Sud Ouest : "Pessac, entre nature et architecture"

Un livre associant les textes de Bertil Scali et les photos de Patrick Messina propose un voyage dans une commune qui est à la fois le poumon vert de l’agglomération bordelaise et un champ d’expérimentations architecturales et urbanistiques.


"Pessac, ce n’est pas tout à fait la ville (…), c’est une abstraction concrète.
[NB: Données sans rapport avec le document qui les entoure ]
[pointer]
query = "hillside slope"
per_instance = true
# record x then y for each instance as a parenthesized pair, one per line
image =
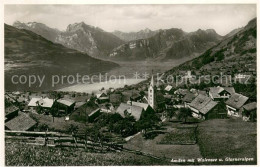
(142, 34)
(167, 44)
(30, 54)
(79, 36)
(232, 56)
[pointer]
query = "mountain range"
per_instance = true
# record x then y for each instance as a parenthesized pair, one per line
(79, 36)
(30, 54)
(142, 34)
(235, 54)
(167, 44)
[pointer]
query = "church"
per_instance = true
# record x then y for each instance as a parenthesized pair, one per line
(155, 98)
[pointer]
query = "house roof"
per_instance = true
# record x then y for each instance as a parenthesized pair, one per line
(22, 122)
(188, 97)
(168, 88)
(143, 105)
(46, 102)
(66, 102)
(236, 100)
(182, 91)
(11, 109)
(230, 90)
(115, 98)
(250, 106)
(79, 104)
(99, 95)
(93, 112)
(203, 103)
(215, 91)
(134, 111)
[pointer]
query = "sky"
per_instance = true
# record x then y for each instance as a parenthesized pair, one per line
(129, 18)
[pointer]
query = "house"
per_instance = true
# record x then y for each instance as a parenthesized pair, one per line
(136, 96)
(66, 104)
(131, 110)
(22, 122)
(247, 111)
(11, 112)
(79, 105)
(45, 103)
(201, 106)
(145, 106)
(234, 104)
(188, 98)
(102, 97)
(106, 107)
(218, 93)
(181, 92)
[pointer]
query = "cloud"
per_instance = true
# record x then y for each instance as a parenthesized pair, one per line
(222, 18)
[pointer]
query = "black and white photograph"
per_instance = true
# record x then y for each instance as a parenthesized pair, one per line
(129, 84)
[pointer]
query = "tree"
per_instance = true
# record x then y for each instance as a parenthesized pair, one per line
(184, 113)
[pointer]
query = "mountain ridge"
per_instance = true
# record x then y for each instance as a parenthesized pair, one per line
(29, 53)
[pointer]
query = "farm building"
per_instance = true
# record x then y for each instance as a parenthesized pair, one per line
(22, 122)
(131, 110)
(218, 93)
(66, 105)
(11, 112)
(248, 111)
(201, 106)
(44, 103)
(188, 98)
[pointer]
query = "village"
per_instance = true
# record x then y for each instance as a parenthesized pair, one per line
(166, 114)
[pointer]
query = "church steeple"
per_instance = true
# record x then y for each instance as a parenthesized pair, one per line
(151, 93)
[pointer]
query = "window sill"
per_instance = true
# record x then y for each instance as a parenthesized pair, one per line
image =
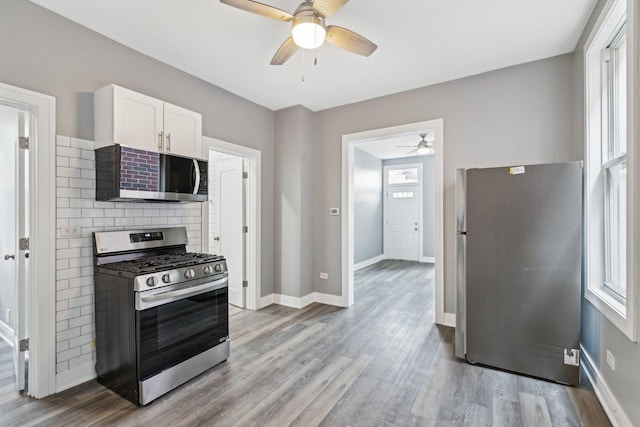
(616, 312)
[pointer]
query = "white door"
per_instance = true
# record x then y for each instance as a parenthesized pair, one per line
(230, 207)
(403, 222)
(12, 260)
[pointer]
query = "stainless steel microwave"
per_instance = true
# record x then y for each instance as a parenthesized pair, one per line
(130, 174)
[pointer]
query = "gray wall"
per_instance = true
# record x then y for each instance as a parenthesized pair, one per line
(428, 200)
(516, 115)
(367, 206)
(598, 333)
(294, 202)
(46, 53)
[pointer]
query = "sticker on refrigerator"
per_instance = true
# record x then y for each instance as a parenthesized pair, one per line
(571, 357)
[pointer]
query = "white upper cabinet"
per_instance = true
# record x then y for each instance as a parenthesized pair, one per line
(122, 116)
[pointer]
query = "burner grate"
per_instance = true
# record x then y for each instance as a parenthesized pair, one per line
(162, 262)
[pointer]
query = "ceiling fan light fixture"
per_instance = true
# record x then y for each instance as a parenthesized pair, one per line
(308, 30)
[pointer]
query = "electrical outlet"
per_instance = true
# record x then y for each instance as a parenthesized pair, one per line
(611, 361)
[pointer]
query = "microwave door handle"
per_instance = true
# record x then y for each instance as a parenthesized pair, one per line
(196, 186)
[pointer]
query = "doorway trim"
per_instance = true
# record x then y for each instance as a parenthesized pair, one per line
(385, 208)
(349, 142)
(253, 212)
(41, 303)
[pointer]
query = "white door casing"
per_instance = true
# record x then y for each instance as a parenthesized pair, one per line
(39, 286)
(230, 208)
(9, 292)
(253, 166)
(349, 142)
(403, 216)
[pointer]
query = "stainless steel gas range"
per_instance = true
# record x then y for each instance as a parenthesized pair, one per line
(162, 313)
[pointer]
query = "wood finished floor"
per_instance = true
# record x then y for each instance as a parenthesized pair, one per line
(382, 362)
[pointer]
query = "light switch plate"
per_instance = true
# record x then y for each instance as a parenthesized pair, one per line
(571, 357)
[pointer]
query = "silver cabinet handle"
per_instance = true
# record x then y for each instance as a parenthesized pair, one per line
(196, 186)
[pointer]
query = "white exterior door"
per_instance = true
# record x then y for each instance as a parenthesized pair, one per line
(12, 260)
(230, 205)
(403, 213)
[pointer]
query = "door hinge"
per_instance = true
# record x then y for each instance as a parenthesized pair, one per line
(23, 243)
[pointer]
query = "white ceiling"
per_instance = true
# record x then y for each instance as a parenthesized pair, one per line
(421, 42)
(395, 146)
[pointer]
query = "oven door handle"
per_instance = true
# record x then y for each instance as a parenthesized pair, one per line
(176, 295)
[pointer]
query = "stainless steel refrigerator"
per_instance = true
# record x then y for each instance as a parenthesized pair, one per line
(518, 269)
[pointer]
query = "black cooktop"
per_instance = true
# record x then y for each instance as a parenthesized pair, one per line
(152, 264)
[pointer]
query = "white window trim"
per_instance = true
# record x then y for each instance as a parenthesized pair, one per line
(623, 316)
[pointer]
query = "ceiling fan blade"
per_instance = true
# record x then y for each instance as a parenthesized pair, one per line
(260, 9)
(350, 41)
(328, 7)
(285, 51)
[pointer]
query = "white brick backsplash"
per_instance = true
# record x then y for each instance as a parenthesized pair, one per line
(62, 161)
(80, 321)
(77, 207)
(69, 354)
(80, 360)
(68, 314)
(67, 335)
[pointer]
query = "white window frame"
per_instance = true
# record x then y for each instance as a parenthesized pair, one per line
(621, 312)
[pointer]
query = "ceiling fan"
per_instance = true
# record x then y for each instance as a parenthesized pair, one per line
(423, 147)
(308, 29)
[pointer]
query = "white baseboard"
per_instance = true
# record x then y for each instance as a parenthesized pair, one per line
(329, 299)
(74, 376)
(6, 333)
(448, 319)
(607, 399)
(368, 262)
(306, 300)
(265, 301)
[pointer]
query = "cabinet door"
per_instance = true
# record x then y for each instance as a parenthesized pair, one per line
(183, 131)
(137, 120)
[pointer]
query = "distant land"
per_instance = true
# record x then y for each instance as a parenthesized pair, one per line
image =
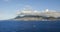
(29, 14)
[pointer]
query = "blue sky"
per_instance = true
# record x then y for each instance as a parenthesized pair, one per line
(8, 8)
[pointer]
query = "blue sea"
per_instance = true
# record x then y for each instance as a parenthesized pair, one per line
(29, 26)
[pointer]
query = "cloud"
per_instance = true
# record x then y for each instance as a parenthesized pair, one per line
(6, 0)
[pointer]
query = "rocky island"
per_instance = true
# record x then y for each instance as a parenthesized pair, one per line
(29, 14)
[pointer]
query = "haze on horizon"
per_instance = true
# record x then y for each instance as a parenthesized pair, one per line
(8, 8)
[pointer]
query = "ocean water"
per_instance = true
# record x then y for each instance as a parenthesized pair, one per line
(29, 26)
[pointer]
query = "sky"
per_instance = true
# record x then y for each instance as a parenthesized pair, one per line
(9, 8)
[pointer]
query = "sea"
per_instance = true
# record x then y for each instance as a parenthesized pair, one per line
(29, 26)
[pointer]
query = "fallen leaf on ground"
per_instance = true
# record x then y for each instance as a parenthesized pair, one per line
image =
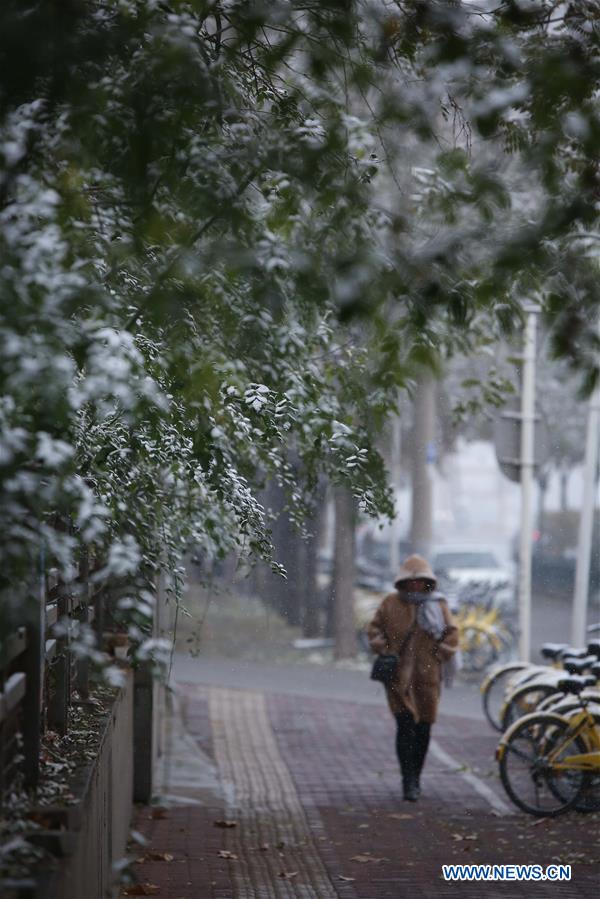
(142, 889)
(158, 813)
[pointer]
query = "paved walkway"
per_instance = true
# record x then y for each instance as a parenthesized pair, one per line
(268, 794)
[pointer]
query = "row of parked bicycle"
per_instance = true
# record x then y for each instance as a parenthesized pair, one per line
(549, 717)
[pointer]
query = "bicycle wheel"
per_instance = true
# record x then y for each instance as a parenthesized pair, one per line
(494, 690)
(530, 779)
(477, 649)
(524, 701)
(589, 799)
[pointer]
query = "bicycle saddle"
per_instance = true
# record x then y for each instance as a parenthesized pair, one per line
(594, 648)
(578, 666)
(574, 666)
(571, 653)
(553, 650)
(575, 684)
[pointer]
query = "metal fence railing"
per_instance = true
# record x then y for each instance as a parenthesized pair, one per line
(40, 675)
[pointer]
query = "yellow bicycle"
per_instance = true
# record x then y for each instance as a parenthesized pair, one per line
(550, 763)
(482, 635)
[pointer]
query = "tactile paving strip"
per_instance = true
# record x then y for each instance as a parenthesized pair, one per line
(277, 855)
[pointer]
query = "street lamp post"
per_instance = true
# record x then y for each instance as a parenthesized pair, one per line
(527, 473)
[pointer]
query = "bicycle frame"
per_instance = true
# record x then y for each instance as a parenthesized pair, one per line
(582, 724)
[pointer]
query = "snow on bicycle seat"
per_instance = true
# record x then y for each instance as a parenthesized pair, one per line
(578, 666)
(552, 650)
(575, 684)
(594, 648)
(574, 666)
(571, 653)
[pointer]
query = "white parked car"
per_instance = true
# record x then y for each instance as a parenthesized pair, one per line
(459, 567)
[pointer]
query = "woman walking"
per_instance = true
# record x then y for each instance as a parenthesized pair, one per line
(414, 623)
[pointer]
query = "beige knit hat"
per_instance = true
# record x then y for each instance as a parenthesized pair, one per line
(415, 568)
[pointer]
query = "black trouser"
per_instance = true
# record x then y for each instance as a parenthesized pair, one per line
(412, 741)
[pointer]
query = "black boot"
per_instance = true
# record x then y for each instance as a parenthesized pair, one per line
(410, 787)
(405, 750)
(422, 732)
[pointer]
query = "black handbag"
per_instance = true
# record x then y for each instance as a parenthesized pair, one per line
(385, 666)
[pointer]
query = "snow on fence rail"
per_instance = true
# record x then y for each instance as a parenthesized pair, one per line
(39, 673)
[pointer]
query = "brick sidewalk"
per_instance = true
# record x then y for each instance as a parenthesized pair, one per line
(313, 790)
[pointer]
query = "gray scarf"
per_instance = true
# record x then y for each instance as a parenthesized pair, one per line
(430, 617)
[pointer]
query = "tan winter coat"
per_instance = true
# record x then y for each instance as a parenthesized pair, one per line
(417, 684)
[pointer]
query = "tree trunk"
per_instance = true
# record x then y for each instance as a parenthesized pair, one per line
(343, 576)
(423, 457)
(564, 489)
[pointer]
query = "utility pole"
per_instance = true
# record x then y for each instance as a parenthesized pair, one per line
(424, 455)
(344, 631)
(527, 473)
(586, 523)
(395, 472)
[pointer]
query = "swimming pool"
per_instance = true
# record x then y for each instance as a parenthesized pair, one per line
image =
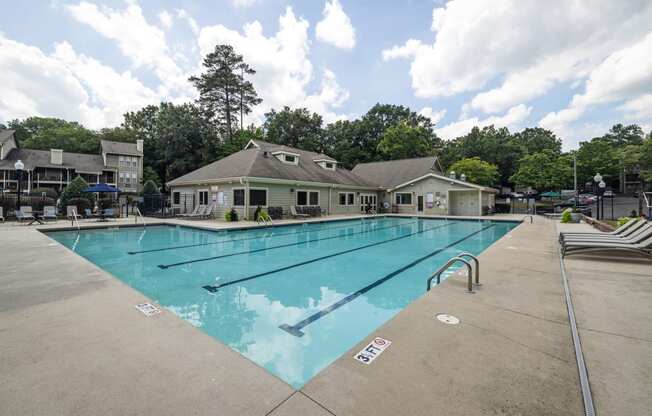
(290, 298)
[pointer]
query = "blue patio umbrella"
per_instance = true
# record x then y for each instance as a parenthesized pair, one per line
(101, 187)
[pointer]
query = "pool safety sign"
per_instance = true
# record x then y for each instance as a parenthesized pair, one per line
(372, 350)
(148, 309)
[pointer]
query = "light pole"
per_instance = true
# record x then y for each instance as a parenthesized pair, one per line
(19, 166)
(598, 180)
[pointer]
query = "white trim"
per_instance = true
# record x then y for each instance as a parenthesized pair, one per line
(411, 204)
(259, 188)
(296, 198)
(444, 178)
(346, 199)
(233, 197)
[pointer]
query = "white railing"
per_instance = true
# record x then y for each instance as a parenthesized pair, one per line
(139, 214)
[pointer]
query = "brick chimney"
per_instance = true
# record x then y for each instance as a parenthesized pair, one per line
(56, 156)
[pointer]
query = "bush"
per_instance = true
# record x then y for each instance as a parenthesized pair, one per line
(150, 188)
(49, 192)
(105, 203)
(565, 216)
(74, 191)
(81, 204)
(231, 215)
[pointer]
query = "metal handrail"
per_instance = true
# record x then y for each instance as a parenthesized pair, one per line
(138, 213)
(449, 263)
(477, 265)
(74, 219)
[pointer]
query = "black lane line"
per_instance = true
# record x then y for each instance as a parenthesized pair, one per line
(244, 239)
(214, 288)
(296, 328)
(237, 253)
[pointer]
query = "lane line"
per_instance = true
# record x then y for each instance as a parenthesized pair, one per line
(214, 288)
(296, 328)
(237, 253)
(303, 230)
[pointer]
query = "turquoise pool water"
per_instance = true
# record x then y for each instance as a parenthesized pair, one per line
(292, 298)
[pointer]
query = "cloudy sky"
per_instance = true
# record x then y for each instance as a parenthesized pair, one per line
(575, 67)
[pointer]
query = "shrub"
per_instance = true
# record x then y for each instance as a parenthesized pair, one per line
(150, 188)
(231, 215)
(105, 203)
(565, 216)
(81, 204)
(74, 191)
(49, 192)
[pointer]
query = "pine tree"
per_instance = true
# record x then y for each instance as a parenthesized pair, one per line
(223, 90)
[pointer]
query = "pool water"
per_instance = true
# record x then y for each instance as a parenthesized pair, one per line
(291, 298)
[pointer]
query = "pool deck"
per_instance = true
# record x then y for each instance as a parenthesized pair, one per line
(72, 343)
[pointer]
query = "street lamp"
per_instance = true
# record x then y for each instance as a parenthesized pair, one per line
(19, 166)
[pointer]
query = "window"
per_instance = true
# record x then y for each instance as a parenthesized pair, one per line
(238, 197)
(404, 198)
(258, 197)
(203, 197)
(307, 198)
(347, 198)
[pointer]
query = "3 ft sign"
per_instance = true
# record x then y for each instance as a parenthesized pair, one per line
(372, 350)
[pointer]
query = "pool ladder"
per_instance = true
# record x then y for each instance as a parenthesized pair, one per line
(469, 270)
Un fantasme réel", estime Bertil Scali dans les premières pages de "Pessac, ville moderne". Associé au photographe Patrick Messina, l’écrivain-agent littéraire-reporter (entre autres) publie un livre sur la commune dans laquelle il vit aujourd’hui. Une sorte d’hommage à un espace finalement atypique, qui commence aux portes de Bordeaux pour se terminer dans la forêt qui mène au bassin d’Arcachon.


Pessac n’est pas la seule commune de l’agglomération bordelaise à avoir ainsi un pied en ville et l’autre dans la nature, mais ce que montrent Bertil Scali et Patrick Messina, c’est à quel point la dichotomie y est forte. D’un côté, plus de 1200 hectares d’espaces boisés, six parcs pour une surface cumulée de 200 hectares, les 235 hectares d’espaces verts du campus, soit le poumon de la métropole; de l’autre, une série d’expérimentations architecturales et urbanistiques utilisant des matériaux aussi peu "verts" que le béton, l’acier ou le verre.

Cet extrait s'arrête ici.